Power Level and Tempo
Just to ensure nobody points out I am missing these aspects. They are extremely important, but I won’t cover them since they have been done to death.
My impression over the years is players become too focused on cards and miss the forest for the trees. I think a lot can be gained by looking at the macro instead of just the micro. Here is what I mean. After the release Shards of Alara and Five Color control decks were becoming rampant, I was trying to figure out a way to beat all the Vivid land decks and Fairies. Trying to beat Five Color was a problem. Having my elves die each turn to a sweeper was frustrating. Instead of looking at particular cards, I tried to look at the format as a whole.
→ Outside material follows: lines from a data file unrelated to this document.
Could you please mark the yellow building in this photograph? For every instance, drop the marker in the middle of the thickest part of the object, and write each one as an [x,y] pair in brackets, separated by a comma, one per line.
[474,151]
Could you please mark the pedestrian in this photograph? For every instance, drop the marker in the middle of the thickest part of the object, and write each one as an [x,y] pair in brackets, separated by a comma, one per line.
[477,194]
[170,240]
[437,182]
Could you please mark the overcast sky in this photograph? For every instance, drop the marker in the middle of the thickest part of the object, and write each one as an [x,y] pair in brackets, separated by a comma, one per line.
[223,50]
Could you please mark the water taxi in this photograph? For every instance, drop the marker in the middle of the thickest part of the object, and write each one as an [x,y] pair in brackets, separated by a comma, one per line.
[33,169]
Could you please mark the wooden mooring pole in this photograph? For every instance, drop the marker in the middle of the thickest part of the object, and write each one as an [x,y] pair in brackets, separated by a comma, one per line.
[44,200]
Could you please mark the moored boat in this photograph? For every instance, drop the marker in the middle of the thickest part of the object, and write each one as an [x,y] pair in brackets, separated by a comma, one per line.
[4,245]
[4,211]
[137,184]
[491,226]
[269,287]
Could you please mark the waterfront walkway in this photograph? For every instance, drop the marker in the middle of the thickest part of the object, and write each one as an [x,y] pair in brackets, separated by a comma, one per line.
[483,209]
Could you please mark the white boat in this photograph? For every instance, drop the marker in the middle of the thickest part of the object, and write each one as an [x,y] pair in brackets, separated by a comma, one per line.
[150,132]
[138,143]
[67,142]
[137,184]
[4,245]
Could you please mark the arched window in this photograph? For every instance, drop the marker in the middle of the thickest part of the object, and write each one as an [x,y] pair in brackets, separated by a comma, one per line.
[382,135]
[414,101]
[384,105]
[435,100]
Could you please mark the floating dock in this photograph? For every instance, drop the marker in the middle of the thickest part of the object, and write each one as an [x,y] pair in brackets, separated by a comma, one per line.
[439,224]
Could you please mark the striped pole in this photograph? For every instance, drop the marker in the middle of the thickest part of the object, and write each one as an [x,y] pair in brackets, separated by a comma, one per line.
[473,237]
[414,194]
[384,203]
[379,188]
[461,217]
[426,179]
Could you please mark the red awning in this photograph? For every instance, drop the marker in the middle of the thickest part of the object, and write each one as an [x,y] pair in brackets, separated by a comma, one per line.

After doing so, I came to the conclusion I needed to go the warrior route to play Obsidian Battle-Axe. The artifact solved a lot of problems against Five Color with the haste aspect. Slap in a few Treetop Villages and Five-Color was less of a nuisance. Against Fairies, the problem was I needed a way to actually get around their Forcefield and deal damage. This is one of the reasons I went down the warrior route in order to play Bramblewood Paragon. Trample actually allowed me to deal damage to my opponent. The next option was adding in Profane Command for more evasion.
Rest assured, 50,000 other Magic players came to similar conclusions. The important part I am trying to get across in the article is sometimes we become too focused or obsessed on beating Bitterblossom or Cruel Ultimatum when we should be looking at the bigger picture. With this, we can tune our decks by making them either more durable, flexible, consistent, powerful or faster.